As religiões instituídas são praticamente todas espiritualistas-crentes, pois são baseadas na fé e em dogmas. Uma das consequências das suas crenças é a intolerância existente entre as várias religiões. Ela é fruto da falta de compreensão de cada uma pelas outras. Mas para haver compreensão, é preciso conceituar o que está por detrás de cada religião, começando-se obviamente por separar claramente o que seria uma religião original, do que se tornou essa religião devido a tradições e interpretações que foram acumulando-se com os tempos, modificando-a.

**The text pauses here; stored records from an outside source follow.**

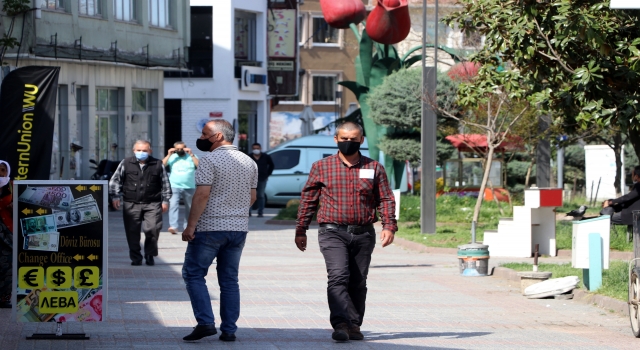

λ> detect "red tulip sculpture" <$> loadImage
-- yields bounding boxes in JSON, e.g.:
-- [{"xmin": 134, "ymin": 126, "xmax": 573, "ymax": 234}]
[
  {"xmin": 319, "ymin": 0, "xmax": 366, "ymax": 29},
  {"xmin": 365, "ymin": 0, "xmax": 411, "ymax": 45}
]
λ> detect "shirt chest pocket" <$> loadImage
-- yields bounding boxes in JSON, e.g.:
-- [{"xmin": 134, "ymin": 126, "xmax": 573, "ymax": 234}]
[
  {"xmin": 126, "ymin": 170, "xmax": 139, "ymax": 184},
  {"xmin": 358, "ymin": 179, "xmax": 375, "ymax": 195}
]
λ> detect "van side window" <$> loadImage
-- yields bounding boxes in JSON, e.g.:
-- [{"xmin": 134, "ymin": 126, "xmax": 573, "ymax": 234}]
[
  {"xmin": 271, "ymin": 150, "xmax": 301, "ymax": 170},
  {"xmin": 323, "ymin": 154, "xmax": 332, "ymax": 158}
]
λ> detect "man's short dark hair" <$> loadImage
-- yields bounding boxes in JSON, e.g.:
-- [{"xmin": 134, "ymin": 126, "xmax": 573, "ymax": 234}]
[
  {"xmin": 634, "ymin": 165, "xmax": 640, "ymax": 177},
  {"xmin": 335, "ymin": 122, "xmax": 364, "ymax": 137},
  {"xmin": 252, "ymin": 143, "xmax": 261, "ymax": 148}
]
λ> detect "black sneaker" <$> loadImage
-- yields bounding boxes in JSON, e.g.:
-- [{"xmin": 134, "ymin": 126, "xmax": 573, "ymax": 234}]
[
  {"xmin": 183, "ymin": 325, "xmax": 217, "ymax": 341},
  {"xmin": 257, "ymin": 214, "xmax": 264, "ymax": 218},
  {"xmin": 219, "ymin": 332, "xmax": 236, "ymax": 341},
  {"xmin": 145, "ymin": 256, "xmax": 154, "ymax": 266},
  {"xmin": 131, "ymin": 261, "xmax": 142, "ymax": 266},
  {"xmin": 349, "ymin": 325, "xmax": 364, "ymax": 340},
  {"xmin": 332, "ymin": 323, "xmax": 350, "ymax": 342}
]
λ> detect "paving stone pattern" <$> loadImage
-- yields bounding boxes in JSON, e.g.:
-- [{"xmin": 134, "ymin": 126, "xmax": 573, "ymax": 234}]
[{"xmin": 0, "ymin": 208, "xmax": 636, "ymax": 349}]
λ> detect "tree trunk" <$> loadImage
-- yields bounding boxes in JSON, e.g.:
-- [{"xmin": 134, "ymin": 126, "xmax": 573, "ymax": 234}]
[
  {"xmin": 472, "ymin": 145, "xmax": 495, "ymax": 224},
  {"xmin": 613, "ymin": 132, "xmax": 623, "ymax": 197},
  {"xmin": 524, "ymin": 150, "xmax": 535, "ymax": 187}
]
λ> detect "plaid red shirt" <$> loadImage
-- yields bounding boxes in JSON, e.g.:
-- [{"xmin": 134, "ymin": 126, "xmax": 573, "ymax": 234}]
[{"xmin": 295, "ymin": 153, "xmax": 397, "ymax": 236}]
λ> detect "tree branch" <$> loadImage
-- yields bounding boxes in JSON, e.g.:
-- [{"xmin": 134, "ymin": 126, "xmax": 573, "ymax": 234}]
[{"xmin": 533, "ymin": 18, "xmax": 575, "ymax": 75}]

Um caso típico desses, que menciono pois é muito pouco conhecido e mal compreendido, é a questão do monoteísmo universal. A religião judaica, de onde esse conceito espalhou-se para o ocidente, não era absolutamente monoteísta em sua origem. Por exemplo, o primeiro mandamento diz: "Eu sou I’hová [minha transliteração da grafia do texto masorético vocalizado, correspondente ao que se denomina de Jeová], teu Deus [no original, Elohim, que é um plural; ver o próximo parágrafo], que te fez sair da terra do Egito, da casa da escravidão. Não terás outros deuses diante de mim. Não farás para ti imagem esculpida de nada que se assemelhe ao que existe lá em cima nos céus, ou embaixo na terra, ou nas águas que estão debaixo da terra. Não te prostrarás diante desses deuses e não os servirás, porque eu, I’hová teu Deus, sou um Deus ciumento, que puno a iniquidade dos pais sobre os filhos até a terceira e a quarta geração dos que me odeiam, mas que também ajo com amor até a milésima geração para com aqueles que me amam e guardam meus mandamentos." [Bíblia de Jerusalém, Ex. 20:2-6.] Uma leitura isenta de preconceitos mostra claramente que não está dito que não existem outros deuses, e sim que há um só, I’hová, atribuído ao povo hebreu, a quem este deveria obedecer. As "imagens esculpidas" podem ser representações de coisas físicas, mas também de seres não-físicos, o que seria o caso de seres divinos (no plural; "céus" pode significar o mundo espiritual, e "terra" o mundo material). É também interessante notar a referência ao fato de I’hová ser ciumento e vingativo. É só ler a invasão dos hebreus na Terra Prometida e ver os casos sanguinários de terra arrasada ordenados por ele, por exemplo no caso da cidade de Jericó [Jos. 6:21]. De fato, a doutrina do amor altruísta, da bondade irrestrita, só aparece com o Cristo, substituindo o vingativo "olho por olho, dente por dente" [Deut. 19:21], e com a introdução do perdão individual – antes, considerava-se que só I’hová e os Elohim podiam perdoar. Aliás, é interessante notar que o Cristo não quis fundar uma nova religião, e sim apenas renovar o judaísmo, pois o ser humano havia mudado desde a origem dessa religião. Objetivamente, os Evangelhos não são códigos de conduta nem dão prescrição de cultos: são o relato da atuação dessa entidade, o relato de uma vida, dando-se um exemplo de atitude e ação que se julgava dever ser seguido para o bem da humanidade.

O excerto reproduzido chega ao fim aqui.